Early small care series found that interferon (IFN) alone was not effective in the clearance of HCV RNA in dually infected patients.[13] Later on, we demonstrated that combination therapy of conventional IFN plus RBV had better, albeit not satisfactory, HCV SVR rates.[14-16]

Peg-IFN plus RBV

In the treatment of patients with HCV mono-infection, Peg-IFN in combination with RBV becomes the standard of care in the past decade. Our recent data supported that the efficacy of treatment of dually infected patients may also be enhanced through Peg-IFN plus RBV.[8] For genotype 1 infection, HCV SVR at 6 months after end of treatment was 72.2% in dually infected patients and was 77.3% in mono-infected patients. For genotype 2/3 infections, SVR was 82.8% in dually infected patients and 84.0% in mono-infected patients.
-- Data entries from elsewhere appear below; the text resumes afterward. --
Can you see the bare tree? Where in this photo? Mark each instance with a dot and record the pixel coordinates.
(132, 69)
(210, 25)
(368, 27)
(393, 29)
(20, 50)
The results confirmed that replacing conventional IFN with Peg-IFN in the combination therapy significantly improved the SVR rate of HCV genotype 1 in the dually infected patients. In addition to our multicenter trial, a satisfactory HCV SVR rate was also documented is another two small series of patients with dual HBV/HCV infection using Peg-IFN alfa plus RBV combination therapy.[17, 18] The results are summarized in Figure 2.

figure

Figure 2. Summary of treatment outcomes in hepatitis C virus (HCV)/hepatitis B virus (HBV) dually infected patients receiving peginterferon plus ribavirin combination therapy for chronic hepatitis C. Treatment regimen: (1) 48 weeks for genotype 1 infection and 24 weeks for genotype non-1 infection; (2) weight-adjusted peginterferon alfa-2b and ribavirin for 48 weeks; (3) 24 weeks for genotype 2/3 infection and 48 weeks for genotype non-2/3 infection. image, HCV genotype-1 (GT-1); ■, HCV GT non-1.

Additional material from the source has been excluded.